TABLE 3 response surface optimization scheme and results table
(b) Regression model analysis of variance
According to 17 groups of experimental results in table 3, data are input into software Design-Expert 10.0.7 for analysis, the influence of three independent process variables of ChCl-EG molar ratio (A), solid-liquid ratio (B) and time (C) on the extraction rate (%) of flavonoids compounds in response values is evaluated, the established regression model is fitted, the statistical significance evaluation is carried out on the established regression equation, and the fitted second-order polynomial equation of the regression analysis of the response values is obtained as follows: the extraction rate of flavonoids is 21.5-0.14A +0.92B +1.42C-0.27AB +0.07AC-0.15BC-0.91A 2 -1.56B 2 -1.37C 2 。

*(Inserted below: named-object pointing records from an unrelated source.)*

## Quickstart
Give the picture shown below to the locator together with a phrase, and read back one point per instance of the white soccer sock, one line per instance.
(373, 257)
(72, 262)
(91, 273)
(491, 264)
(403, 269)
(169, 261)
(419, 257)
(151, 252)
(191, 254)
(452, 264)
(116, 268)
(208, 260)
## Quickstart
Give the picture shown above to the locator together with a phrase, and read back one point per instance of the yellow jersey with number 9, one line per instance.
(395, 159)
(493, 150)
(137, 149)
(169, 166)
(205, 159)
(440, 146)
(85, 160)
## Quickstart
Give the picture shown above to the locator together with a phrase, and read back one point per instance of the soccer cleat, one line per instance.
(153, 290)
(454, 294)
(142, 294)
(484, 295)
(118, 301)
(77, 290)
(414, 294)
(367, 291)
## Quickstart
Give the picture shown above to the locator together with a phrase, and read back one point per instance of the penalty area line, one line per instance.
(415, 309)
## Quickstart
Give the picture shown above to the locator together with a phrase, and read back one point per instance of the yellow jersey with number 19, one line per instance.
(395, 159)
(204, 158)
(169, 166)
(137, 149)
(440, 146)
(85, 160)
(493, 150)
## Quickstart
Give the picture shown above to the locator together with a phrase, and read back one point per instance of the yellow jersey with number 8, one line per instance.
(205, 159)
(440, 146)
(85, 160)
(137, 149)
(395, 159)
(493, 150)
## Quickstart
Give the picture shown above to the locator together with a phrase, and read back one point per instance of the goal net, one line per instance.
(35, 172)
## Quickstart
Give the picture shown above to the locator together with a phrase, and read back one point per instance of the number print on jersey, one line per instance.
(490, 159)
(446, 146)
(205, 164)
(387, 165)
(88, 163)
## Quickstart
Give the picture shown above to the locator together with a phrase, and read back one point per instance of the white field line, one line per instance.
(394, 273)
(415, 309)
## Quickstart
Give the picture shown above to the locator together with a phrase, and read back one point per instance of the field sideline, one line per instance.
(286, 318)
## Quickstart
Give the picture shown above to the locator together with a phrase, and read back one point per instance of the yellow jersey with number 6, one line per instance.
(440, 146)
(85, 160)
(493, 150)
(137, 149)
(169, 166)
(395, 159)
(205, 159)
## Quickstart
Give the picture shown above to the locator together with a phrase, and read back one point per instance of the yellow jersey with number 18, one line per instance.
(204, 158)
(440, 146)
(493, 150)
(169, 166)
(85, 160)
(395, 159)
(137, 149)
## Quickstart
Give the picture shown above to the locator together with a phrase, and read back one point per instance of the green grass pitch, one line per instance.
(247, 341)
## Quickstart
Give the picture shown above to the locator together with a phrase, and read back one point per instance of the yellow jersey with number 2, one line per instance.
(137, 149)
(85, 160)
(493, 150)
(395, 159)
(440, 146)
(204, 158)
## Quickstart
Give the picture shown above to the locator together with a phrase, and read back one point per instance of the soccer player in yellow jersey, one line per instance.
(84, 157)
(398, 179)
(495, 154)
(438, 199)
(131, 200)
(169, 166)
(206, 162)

Table 4 analysis of variance table of regression model
| Sources of differences | Sum of squares | Degree of freedom | Mean square | F value | P value | Significance of |
| Model (model) | 47.31 | 9 | 5.26 | 20.55 | 0.0003 | ** |
| A | 0.15 | 1 | 0.15 | 0.59 | 0.4671 | |
| B | 6.70 | 1 | 6.70 | 26.18 | 0.0014 | ** |
| C | 16.19 | 1 | 16.19 | 63.28 | <0.0001 | ** |
| AB | 0.28 | 1 | 0.28 | 1.10 | 0.3295 | |
| AC | 0.020 | 1 | 0.020 | 0.077 | 0.7899 | |
| BC | 0.096 | 1 | 0.096 | 0.38 | 0.5593 | |
| A 2 | 3.46 | 1 | 3.46 | 13.51 | 0.0079 | * |
| B 2 | 10.19 | 1 | 10.19 | 39.85 | 0.0004 | ** |
| C 2 | 7.86 | 1 | 7.86 | 30.71 | 0.0009 | ** |
| Residual error | 1.79 | 7 | 0.26 | |||
| Missimilitude term | 0.19 | 3 | 0.062 | 0.15 | 0.9218 | |
| Pure error | 1.61 | 4 | 0.40 | |||
| Sum of | 49.1 | 16 |
Note: "x" indicates that the difference was extremely significant (P < 0.01); ") indicates significant difference (0.01< P < 0.05).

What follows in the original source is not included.